Viewing Activities in an Automation

Once an automation has been activated in Automation Studio, it can’t be modified and activities can’t be viewed on the automation canvas without pausing the automation. And there are many scenarios when you would need to view an existing activity in an automation—perhaps you want to review SQL code in query activities or check an activities’ configuration.

Activities can be viewed without pausing an automation by identifying the activity name in the automation then opening the corresponding activity from the Activities page in Automation Studio, but I see most users opt to pause the automation and view the activities directly in the automation, out of convenience. The danger with this practice is that it’s all too easy to forget to re-activate the automation after viewing (or editing) activities. And I’ve seen entire cross-platform architecture processes stall or break due to users absentmindedly forgetting to reactivate automations after pausing them.

However inconvenient it may seem, you should only open active automations to review the activity names, then locate the corresponding activity on the Activities page, where you can safely view them without impacting active automations.

Contact Ejection in Journeys

When a Contact reaches an Email activity in a Journey, the platform evaluates whether the email should be sent to the Contact. And there are several scenarios why emails aren’t sent, which includes unsubscribes, List Detective related reasons, or the Subscriber is on a suppression list. But in all of these scenarios, the Contact is ejected from the journey.

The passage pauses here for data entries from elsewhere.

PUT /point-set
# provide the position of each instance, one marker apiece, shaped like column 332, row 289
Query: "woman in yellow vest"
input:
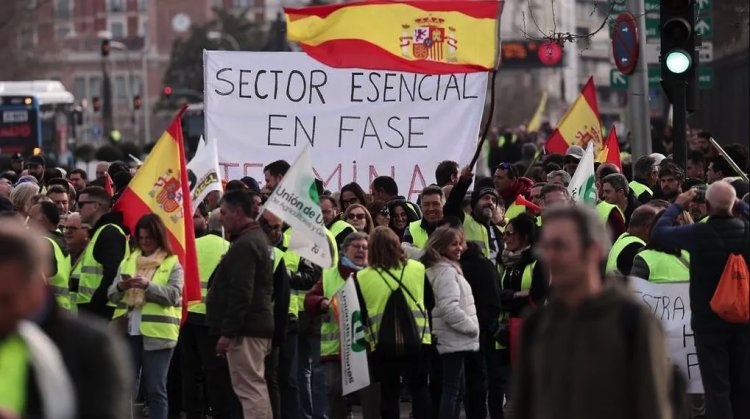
column 387, row 260
column 454, row 318
column 659, row 263
column 148, row 294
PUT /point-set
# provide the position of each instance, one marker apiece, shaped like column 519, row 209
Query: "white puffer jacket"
column 454, row 318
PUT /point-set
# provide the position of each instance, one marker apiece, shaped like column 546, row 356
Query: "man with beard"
column 671, row 177
column 36, row 165
column 477, row 225
column 432, row 201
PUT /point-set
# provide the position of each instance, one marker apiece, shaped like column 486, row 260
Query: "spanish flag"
column 611, row 150
column 434, row 37
column 580, row 124
column 161, row 187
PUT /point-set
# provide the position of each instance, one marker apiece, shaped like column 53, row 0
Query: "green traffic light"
column 678, row 61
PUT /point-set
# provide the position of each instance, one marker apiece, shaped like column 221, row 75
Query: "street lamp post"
column 217, row 36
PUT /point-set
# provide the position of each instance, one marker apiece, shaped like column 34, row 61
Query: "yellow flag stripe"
column 476, row 37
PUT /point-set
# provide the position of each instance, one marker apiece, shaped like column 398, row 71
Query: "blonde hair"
column 22, row 195
column 439, row 241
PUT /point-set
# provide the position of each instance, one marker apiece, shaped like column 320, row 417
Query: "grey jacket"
column 454, row 318
column 169, row 295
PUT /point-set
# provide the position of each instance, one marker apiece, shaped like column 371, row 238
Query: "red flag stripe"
column 358, row 53
column 476, row 9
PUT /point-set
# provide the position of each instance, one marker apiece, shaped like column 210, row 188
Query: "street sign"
column 703, row 6
column 704, row 26
column 705, row 77
column 617, row 80
column 625, row 46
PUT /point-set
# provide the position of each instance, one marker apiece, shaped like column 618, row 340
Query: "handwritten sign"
column 360, row 124
column 670, row 303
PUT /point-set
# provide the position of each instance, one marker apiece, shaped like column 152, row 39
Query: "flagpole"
column 488, row 123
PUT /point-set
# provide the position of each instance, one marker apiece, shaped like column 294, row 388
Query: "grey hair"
column 591, row 228
column 565, row 176
column 352, row 237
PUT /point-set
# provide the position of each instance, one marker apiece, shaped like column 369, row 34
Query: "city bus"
column 37, row 118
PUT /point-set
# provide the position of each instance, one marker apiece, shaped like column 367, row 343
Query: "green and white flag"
column 355, row 373
column 295, row 200
column 582, row 186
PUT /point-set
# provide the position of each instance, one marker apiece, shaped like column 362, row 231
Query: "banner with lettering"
column 266, row 106
column 355, row 373
column 670, row 303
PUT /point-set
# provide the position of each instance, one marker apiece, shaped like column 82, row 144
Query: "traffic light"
column 105, row 48
column 678, row 55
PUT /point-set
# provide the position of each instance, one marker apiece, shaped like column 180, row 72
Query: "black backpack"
column 399, row 336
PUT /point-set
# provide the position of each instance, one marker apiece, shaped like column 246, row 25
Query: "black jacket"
column 484, row 280
column 109, row 251
column 239, row 293
column 96, row 360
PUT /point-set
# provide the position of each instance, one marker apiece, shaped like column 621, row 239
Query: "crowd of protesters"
column 519, row 295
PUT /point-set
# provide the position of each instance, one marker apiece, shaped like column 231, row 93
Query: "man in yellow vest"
column 102, row 257
column 478, row 225
column 432, row 202
column 44, row 215
column 332, row 219
column 277, row 384
column 615, row 191
column 644, row 178
column 626, row 246
column 197, row 355
column 318, row 302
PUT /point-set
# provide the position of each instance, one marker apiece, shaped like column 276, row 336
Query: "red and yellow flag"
column 161, row 187
column 611, row 151
column 436, row 37
column 579, row 125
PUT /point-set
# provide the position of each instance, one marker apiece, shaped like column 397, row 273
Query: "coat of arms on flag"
column 429, row 40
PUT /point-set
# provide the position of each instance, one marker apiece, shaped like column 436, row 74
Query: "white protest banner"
column 266, row 106
column 355, row 373
column 295, row 200
column 670, row 303
column 203, row 172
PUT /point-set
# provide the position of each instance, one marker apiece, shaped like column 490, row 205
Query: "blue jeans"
column 312, row 381
column 153, row 367
column 454, row 384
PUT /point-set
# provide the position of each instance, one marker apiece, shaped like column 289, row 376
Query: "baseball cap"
column 38, row 160
column 575, row 152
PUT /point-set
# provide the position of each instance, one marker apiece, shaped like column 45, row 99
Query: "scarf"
column 511, row 259
column 145, row 267
column 349, row 264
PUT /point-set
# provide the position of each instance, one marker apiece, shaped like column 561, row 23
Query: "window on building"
column 62, row 9
column 117, row 28
column 135, row 84
column 79, row 87
column 95, row 86
column 116, row 5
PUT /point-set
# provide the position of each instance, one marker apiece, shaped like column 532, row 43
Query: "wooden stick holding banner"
column 488, row 123
column 729, row 160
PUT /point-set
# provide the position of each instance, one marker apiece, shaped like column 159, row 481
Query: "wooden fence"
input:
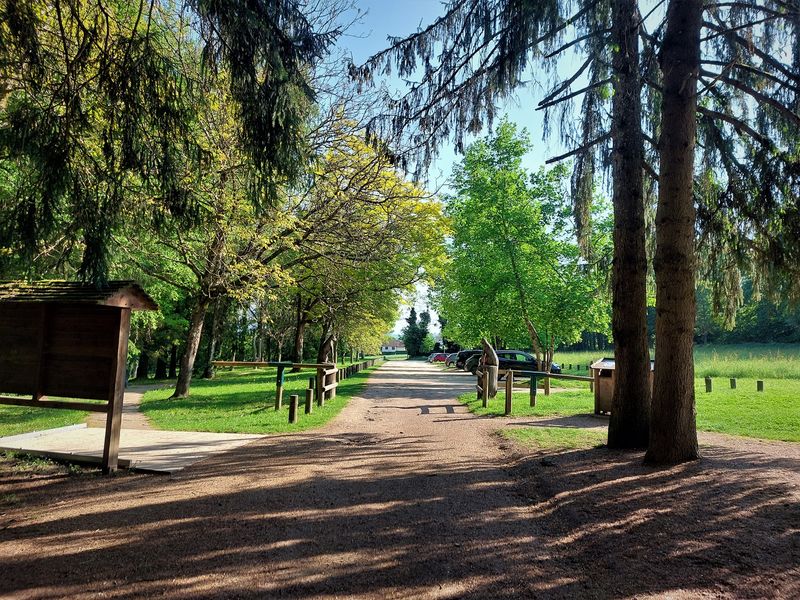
column 322, row 385
column 534, row 376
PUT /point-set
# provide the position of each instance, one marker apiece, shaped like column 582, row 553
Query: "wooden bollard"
column 279, row 389
column 310, row 399
column 509, row 391
column 320, row 388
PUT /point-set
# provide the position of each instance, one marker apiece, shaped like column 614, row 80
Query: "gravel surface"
column 406, row 495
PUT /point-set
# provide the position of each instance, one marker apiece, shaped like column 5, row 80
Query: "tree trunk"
column 173, row 362
column 143, row 368
column 630, row 412
column 216, row 326
column 190, row 353
column 161, row 368
column 673, row 431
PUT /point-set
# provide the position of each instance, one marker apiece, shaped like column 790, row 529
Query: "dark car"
column 464, row 355
column 518, row 360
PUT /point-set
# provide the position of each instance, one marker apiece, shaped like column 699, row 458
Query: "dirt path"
column 405, row 495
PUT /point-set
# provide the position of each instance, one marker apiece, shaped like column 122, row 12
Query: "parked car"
column 471, row 363
column 511, row 359
column 464, row 355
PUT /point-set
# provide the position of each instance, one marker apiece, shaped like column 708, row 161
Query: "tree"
column 673, row 433
column 98, row 114
column 514, row 273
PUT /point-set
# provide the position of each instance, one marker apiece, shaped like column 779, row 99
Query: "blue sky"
column 380, row 19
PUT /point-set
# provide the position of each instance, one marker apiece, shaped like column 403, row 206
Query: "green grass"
column 243, row 401
column 773, row 414
column 756, row 361
column 22, row 419
column 556, row 438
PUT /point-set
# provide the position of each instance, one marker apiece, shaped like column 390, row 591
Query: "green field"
column 243, row 401
column 756, row 361
column 773, row 414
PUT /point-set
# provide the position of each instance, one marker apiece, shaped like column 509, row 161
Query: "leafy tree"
column 514, row 273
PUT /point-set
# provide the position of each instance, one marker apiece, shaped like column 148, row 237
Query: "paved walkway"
column 132, row 418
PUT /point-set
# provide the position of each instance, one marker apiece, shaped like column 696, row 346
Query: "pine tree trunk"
column 143, row 368
column 673, row 432
column 213, row 342
column 161, row 368
column 190, row 353
column 173, row 362
column 629, row 424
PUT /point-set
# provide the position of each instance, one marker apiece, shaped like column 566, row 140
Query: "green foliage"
column 512, row 257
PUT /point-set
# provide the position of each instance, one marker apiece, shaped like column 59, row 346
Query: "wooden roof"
column 119, row 293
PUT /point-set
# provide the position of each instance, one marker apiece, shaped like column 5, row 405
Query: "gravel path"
column 405, row 495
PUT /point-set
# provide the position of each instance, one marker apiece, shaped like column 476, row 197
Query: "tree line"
column 691, row 106
column 216, row 153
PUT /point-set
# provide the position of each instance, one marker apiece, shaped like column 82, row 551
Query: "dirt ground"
column 405, row 495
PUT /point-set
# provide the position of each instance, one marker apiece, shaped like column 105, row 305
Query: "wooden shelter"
column 68, row 340
column 604, row 373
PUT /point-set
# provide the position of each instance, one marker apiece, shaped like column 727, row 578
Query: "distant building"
column 393, row 346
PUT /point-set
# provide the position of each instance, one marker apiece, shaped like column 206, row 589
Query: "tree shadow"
column 306, row 516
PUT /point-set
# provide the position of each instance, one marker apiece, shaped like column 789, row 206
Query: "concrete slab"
column 145, row 450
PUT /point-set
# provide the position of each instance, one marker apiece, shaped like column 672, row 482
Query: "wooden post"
column 279, row 389
column 309, row 400
column 114, row 415
column 320, row 386
column 509, row 390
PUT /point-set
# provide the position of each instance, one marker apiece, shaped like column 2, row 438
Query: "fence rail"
column 323, row 385
column 483, row 384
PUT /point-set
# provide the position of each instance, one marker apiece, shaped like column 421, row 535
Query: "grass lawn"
column 556, row 438
column 773, row 414
column 243, row 401
column 22, row 419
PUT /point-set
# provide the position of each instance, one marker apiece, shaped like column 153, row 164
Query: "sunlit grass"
column 773, row 414
column 243, row 401
column 556, row 438
column 23, row 419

This behavior can be validated by reviewing the Contact Details for an email activity, which provides details on ‘Hard Errors’. Then using the Health feature, you can search for individual Contacts to review the paths and activities they were routed through.

While this behavior might be unexpected, it’s clearly intentional. And because a Contact was ejected from the Journey, then any other activities won’t apply to the Contact, like Update Contact, or a different messaging activity (like Push Notification or SMS).

While there isn’t a perfect solution to this problem, if you have multiple messaging activities in your journey other than email, then you may want to create mini-journeys instead, with separate journeys for different messaging channels.